You can use this webhook endpoint to kick off a test run using the username and password we sent you when you became a customer. 
curl --fail -u 'user:password' \
-X POST https://<tenant>.antithesis.com/api/v1/launch/basic_test \
-d '{"params": { "antithesis.description":"basic_test on main",
    "antithesis.duration":"30",
    "antithesis.config_image":"config_image_with_tag",
    "antithesis.images":"my_images_with_version_list", 
    "antithesis.report.recipients":"foo@email.com;bar@email.com"
    } }'
  • All container images mentioned in docker-compose.yaml will be automatically pulled into the testing environment.
  • Images needed for setup but not mentioned in docker-compose.yaml should be passed in the antithesis.images parameter with an image name and tags/digests. If it’s public image, include a full path to the image (eg. "antithesis.images":"docker.io/library/postgres:17.2").
  • Do not pass the config image in antithesis.images; it should only be passed to antithesis.config_image.
  • Consult the endpoint reference for more details.

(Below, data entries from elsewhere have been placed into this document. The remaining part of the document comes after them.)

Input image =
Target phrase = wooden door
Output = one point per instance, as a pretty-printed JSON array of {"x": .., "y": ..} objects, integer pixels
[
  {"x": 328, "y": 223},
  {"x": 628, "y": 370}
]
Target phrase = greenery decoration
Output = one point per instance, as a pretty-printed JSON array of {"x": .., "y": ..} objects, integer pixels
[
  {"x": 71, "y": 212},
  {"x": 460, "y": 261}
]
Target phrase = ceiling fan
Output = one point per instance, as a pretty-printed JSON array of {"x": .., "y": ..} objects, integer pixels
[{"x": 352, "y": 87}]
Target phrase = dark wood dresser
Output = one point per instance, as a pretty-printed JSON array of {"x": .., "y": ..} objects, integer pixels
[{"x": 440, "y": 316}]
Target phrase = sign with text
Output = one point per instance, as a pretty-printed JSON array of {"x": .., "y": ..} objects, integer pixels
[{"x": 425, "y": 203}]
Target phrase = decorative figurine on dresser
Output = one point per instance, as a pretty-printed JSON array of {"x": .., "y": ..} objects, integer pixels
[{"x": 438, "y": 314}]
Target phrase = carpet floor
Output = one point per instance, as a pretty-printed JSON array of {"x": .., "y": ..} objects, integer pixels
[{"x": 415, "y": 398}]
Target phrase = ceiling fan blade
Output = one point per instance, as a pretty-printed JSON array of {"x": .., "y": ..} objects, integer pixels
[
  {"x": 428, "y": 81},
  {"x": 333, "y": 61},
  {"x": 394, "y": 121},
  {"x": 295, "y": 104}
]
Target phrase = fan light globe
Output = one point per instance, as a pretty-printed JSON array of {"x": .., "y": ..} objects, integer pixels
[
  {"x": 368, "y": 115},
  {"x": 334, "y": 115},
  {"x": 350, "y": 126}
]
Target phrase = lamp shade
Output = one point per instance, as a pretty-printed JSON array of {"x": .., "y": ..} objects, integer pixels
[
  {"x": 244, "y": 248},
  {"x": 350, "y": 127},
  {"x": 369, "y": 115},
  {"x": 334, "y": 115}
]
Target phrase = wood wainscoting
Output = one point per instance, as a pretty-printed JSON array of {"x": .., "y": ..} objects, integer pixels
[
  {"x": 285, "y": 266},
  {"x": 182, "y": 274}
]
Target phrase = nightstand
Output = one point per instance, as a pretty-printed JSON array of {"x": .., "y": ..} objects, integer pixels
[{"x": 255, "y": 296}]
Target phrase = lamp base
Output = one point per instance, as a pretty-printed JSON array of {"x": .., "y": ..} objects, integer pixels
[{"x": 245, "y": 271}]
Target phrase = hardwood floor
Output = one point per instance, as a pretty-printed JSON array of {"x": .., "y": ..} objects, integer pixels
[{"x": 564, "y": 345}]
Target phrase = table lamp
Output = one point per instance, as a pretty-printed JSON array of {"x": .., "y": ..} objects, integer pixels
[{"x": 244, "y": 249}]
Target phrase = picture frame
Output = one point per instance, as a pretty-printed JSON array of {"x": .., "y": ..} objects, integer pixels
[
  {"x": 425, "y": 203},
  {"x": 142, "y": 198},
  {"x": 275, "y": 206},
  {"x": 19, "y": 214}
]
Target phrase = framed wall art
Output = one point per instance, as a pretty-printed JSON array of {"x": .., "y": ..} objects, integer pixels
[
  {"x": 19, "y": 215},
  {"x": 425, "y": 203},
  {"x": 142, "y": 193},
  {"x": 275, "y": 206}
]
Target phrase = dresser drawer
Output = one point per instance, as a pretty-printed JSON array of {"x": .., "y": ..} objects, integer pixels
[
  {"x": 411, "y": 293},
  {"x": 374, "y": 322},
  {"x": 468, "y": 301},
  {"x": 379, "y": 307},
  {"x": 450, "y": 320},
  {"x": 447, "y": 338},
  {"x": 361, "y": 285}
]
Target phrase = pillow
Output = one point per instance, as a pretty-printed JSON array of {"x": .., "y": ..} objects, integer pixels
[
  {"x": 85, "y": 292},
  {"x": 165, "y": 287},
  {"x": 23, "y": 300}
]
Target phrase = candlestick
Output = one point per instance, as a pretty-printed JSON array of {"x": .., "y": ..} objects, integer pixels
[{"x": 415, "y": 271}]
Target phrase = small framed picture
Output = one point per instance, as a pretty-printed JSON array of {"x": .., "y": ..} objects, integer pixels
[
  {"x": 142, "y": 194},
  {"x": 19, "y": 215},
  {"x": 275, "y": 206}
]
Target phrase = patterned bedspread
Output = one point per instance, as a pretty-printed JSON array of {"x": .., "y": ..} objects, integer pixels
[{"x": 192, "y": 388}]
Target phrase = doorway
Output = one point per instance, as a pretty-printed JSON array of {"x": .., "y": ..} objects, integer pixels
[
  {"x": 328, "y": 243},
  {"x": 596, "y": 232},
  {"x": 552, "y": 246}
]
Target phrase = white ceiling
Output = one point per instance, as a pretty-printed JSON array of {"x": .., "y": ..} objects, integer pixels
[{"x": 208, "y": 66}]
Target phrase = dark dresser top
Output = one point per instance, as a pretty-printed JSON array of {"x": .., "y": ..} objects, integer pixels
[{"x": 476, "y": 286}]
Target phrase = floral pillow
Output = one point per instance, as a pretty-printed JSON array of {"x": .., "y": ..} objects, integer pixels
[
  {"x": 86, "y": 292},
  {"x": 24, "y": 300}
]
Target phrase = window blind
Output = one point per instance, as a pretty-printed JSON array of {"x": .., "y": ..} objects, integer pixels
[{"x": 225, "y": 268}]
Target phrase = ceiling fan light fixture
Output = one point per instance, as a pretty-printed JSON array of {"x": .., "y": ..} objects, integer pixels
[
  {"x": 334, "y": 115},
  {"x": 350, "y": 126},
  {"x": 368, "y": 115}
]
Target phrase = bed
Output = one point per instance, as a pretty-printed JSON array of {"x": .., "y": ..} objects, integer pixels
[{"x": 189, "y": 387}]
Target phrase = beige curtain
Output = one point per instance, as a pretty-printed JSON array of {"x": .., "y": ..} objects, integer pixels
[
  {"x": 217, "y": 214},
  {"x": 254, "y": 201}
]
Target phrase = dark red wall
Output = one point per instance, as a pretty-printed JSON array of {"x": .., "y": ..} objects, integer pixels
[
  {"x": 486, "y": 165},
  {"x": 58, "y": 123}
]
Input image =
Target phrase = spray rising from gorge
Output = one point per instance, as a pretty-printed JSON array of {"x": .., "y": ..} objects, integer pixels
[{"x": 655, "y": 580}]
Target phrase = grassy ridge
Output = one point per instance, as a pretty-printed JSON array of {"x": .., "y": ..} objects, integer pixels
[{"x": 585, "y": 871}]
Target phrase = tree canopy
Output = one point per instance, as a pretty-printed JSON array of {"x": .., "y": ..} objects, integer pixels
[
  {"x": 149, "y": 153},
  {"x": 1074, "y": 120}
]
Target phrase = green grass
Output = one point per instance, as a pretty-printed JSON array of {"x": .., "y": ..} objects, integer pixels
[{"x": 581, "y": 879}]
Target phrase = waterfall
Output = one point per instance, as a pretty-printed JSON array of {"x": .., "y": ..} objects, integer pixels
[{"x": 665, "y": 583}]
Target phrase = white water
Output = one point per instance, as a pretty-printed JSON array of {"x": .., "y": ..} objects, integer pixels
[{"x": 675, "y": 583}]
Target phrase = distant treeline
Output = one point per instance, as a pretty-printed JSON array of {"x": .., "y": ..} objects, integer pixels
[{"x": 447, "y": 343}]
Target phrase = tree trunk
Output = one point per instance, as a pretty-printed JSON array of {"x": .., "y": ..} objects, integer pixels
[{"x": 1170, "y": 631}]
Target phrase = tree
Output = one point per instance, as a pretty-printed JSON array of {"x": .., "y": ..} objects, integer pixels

When images mentioned in the docker-compose.yaml are also passed via the antithesis.images param, the latter overwrites the former. Eg. if your docker-compose config contains postgres:17.2 and you pass docker.io/ubuntu/postgres:17.2 in the param, the image tagged 17.2 will be pulled from the ubuntu repository.It’s recommended to only use the antithesis.images param for passing images not mentioned in the config files.
Since you’re just learning the ropes here, we’ve set Antithesis up to test for 30 minutes, but once you’re up and running you’ll be able to specify a longer testing duration. You can also get results through other channels, e.g. via a Slack or Discord integration.

Review the triage report

Within an hour, you’ll receive an email with a link to a triage report. We suggest you read about the triage report and test properties while you wait! Congratulations — you’re now set up with Antithesis! From here, we suggest: Later on, you’ll probably also want to configure your CI system to automate the process of building your software and kicking off webhooks.